- Kaabong General Hospital is located in Uganda Kaabong General Hospital

Geography
- Location: Kaabong, Kaabong District, Karamoja sub-region, Uganda
- Coordinates: 03°30′39″N 34°07′53″E﻿ / ﻿3.51083°N 34.13139°E

Organisation
- Care system: Public
- Type: General

Services
- Emergency department: I
- Beds: 100

History
- Founded: 2011

Links
- Other links: Hospitals in Uganda

= Kaabong General Hospital =

Kaabong General Hospital, also Kaabong District Hospital, is a public hospital in the Northeastern Region of Uganda.

==Location==
The hospital is located in the town of Kaabong, in Kaabong District, in Karamoja sub-region, in Northern Uganda, about 187 km, by road, northwest of Moroto Regional Referral Hospital.
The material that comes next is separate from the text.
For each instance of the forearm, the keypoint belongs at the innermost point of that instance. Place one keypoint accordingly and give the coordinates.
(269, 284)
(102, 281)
This is approximately 277 km, by road northeast of Gulu Regional Referral Hospital. The coordinates of Kaabong General Hospital are 03°30'39.0"N, 34°07'53.0"E (Latitude:03.510833; Longitude:34.131389).

==Overview==
Kaabong General Hospital was established in 2011, by the elevation of Kaabong Health Centre IV to full hospital status. Kaabong General Hospital is on the list of general hospitals earmarked for renovation and expansion.